Set the terminal_states.

Parameters:

states (str | Sequence[str] | dict[str, Sequence[str]] | Series | None) –
Which states to select. Valid options are:
- str, Sequence - subset of macrostates. Multiple states can be combined using ',', such as ['Alpha, Beta', 'Epsilon'].
- dict - keys correspond to terminal states and values to cell IDs in obs_names.
- Series - categorical series where each category corresponds to a macrostate. NaN values mark cells that should not be marked as terminal_states.
- None - select all macrostates.
n_cells (int) – Number of most likely cells from each macrostate to select.
allow_overlap (bool) – Whether to allow overlapping names between initial and terminal states.
cluster_key (str | Mapping[str, str] | None) – Reference annotations to associate names and colors with terminal_states; see compute_macrostates(). Only used when states is a dict or Series.
weight_key (str | None) – Per-observation weights, only used when cluster_key points to obsm; see compute_macrostates().
agg (Literal['top_n', 'union']) –
How to select the cells representing each state when names are combined, e.g., ['Alpha, Beta', 'Epsilon']. Only relevant when aggregating multiple macrostates into one state.
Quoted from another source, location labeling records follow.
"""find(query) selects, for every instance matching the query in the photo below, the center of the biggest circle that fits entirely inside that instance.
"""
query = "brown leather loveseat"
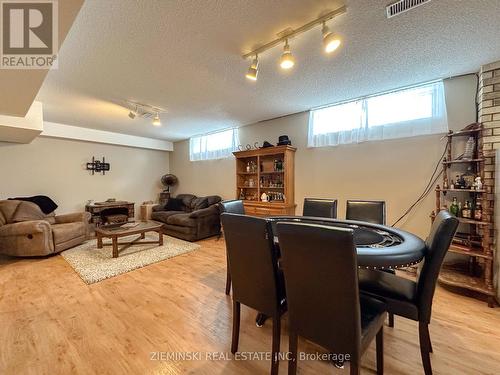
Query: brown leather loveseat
(26, 231)
(191, 218)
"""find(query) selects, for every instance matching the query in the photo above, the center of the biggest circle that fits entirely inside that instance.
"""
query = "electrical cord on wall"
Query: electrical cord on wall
(433, 178)
(427, 190)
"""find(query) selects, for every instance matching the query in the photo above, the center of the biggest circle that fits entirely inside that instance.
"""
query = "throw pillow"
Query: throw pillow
(200, 203)
(174, 204)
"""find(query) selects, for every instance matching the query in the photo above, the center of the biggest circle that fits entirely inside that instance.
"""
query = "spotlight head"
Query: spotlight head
(287, 61)
(330, 41)
(156, 120)
(253, 70)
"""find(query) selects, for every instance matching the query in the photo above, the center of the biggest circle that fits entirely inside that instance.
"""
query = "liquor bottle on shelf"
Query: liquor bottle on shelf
(466, 211)
(445, 184)
(454, 207)
(478, 211)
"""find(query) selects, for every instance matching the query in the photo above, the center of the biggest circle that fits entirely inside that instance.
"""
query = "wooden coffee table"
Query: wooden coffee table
(115, 231)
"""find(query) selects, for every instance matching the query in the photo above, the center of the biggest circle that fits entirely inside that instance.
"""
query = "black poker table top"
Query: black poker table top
(378, 246)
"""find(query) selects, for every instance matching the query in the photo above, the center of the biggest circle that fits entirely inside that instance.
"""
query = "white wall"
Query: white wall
(395, 170)
(56, 168)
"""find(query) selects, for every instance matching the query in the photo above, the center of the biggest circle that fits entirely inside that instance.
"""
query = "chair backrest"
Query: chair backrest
(321, 277)
(252, 262)
(439, 240)
(320, 207)
(369, 211)
(233, 207)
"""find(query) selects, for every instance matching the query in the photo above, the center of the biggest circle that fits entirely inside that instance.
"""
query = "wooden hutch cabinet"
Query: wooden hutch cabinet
(266, 170)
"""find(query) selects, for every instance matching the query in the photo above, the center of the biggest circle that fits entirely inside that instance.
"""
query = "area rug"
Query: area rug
(93, 264)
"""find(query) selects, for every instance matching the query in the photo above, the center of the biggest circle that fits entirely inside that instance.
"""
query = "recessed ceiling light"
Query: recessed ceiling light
(287, 61)
(253, 70)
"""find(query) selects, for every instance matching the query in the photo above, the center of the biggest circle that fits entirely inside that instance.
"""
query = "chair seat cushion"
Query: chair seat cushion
(164, 215)
(372, 318)
(68, 231)
(387, 285)
(182, 220)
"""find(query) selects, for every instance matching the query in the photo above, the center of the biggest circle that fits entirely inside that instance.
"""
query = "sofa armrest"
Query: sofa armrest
(25, 227)
(73, 218)
(209, 211)
(158, 207)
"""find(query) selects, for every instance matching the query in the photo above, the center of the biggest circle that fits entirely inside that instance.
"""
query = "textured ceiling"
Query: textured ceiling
(185, 56)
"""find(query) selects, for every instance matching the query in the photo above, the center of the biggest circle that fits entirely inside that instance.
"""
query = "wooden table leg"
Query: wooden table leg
(160, 237)
(115, 247)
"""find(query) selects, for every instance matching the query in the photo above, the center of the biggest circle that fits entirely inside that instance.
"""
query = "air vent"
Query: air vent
(402, 6)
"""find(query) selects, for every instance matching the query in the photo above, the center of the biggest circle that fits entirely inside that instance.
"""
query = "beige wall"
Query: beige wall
(56, 168)
(395, 170)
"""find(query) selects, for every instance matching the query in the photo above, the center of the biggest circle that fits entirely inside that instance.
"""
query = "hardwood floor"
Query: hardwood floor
(53, 323)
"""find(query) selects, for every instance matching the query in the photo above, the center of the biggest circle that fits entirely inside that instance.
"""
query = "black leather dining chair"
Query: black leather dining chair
(413, 299)
(324, 305)
(234, 206)
(257, 281)
(320, 207)
(369, 211)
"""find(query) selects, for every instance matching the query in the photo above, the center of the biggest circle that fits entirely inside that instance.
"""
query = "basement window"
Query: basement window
(409, 112)
(217, 145)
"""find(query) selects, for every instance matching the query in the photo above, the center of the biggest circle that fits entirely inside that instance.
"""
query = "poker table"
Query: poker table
(377, 246)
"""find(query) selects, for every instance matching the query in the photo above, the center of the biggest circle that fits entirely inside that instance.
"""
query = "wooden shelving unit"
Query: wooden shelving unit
(473, 240)
(267, 170)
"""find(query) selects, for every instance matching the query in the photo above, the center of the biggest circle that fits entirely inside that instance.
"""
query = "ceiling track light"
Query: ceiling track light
(133, 113)
(287, 61)
(253, 71)
(156, 120)
(145, 111)
(330, 42)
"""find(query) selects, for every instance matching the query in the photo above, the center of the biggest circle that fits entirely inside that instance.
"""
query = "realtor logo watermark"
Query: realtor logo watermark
(29, 31)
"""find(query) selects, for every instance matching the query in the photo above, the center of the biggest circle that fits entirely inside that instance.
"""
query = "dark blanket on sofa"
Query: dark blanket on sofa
(46, 204)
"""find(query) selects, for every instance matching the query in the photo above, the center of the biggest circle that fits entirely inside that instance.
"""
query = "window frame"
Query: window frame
(204, 140)
(362, 132)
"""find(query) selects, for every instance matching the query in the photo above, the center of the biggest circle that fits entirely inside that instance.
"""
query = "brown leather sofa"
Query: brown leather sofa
(26, 231)
(196, 217)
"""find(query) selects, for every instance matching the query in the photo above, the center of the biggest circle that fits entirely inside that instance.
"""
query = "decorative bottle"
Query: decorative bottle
(454, 207)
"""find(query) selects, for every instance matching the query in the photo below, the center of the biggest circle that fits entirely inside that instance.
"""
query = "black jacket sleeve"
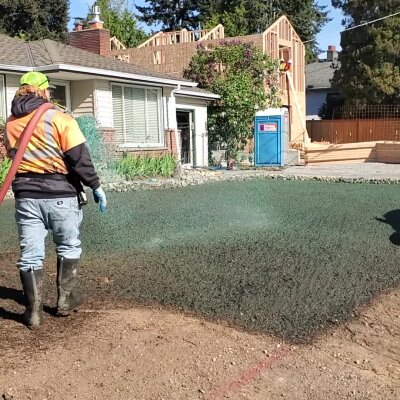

Valid options are:
- 'top_n' - select the n_cells most confident cells of the combined membership. A dominant macrostate can crowd out the others, so the cells may not be representative of the combined state.
- 'union' - select the n_cells most confident cells of each macrostate and take their union, so every constituent macrostate is represented.
kwargs (Any) – Additional keyword arguments.

Return type:

GPCCA

Returns:

: Returns self and updates the following fields:

terminal_states - Categorical annotation of terminal states.
terminal_states_probabilities - Probability to be a terminal state.
terminal_states_memberships - Terminal states memberships.

to_adata¶

GPCCA.to_adata(keep=('X', 'raw'), *, copy=True)¶

Serialize self to Anndata.

Parameters:

keep (Union[Literal['all'], Sequence[Literal['X', 'raw', 'layers', 'obs', 'var', 'obsm', 'varm', 'obsp', 'varp', 'uns']]]) –
Which attributes to keep from the underlying adata. Valid options are:
- 'all' - keep all attributes specified in the signature.
- Sequence - keep only subset of these attributes.
- dict - the keys correspond the attribute names and values to a subset of keys which to keep from this attribute. If the values are specified either as True or 'all', everything from this attribute will be kept.
copy (bool | Sequence[Literal['X', 'raw', 'layers', 'obs', 'var', 'obsm', 'varm', 'obsp', 'varp', 'uns']]) – Whether to copy the data. Can be specified on per-attribute basis. Useful for attributes that are array-like.

Return type:

AnnData

Returns:

: Annotated data object.

tsi¶

GPCCA.tsi(n_macrostates, terminal_states=None, cluster_key=None, **kwargs)[source]¶

Compute terminal state identification (TSI) score.

Parameters:

n_macrostates (int) – Maximum number of macrostates to consider.
terminal_states (list[str] | None) – List of terminal states.
cluster_key (str | None) – Key in obs defining cluster labels including terminal states.
kwargs (Any) – Keyword arguments passed to compute_macrostates() function.

Return type:

float

Returns:

: Returns TSI score.

write¶

GPCCA.write(fname, write_adata=True)¶

Serialize self to a file using pickle.

Parameters:

fname (str | Path) – Path where to save the object.
write_adata (bool) – Whether to save adata object.

Return type:

None

Returns:

: Nothing, just writes itself to a file.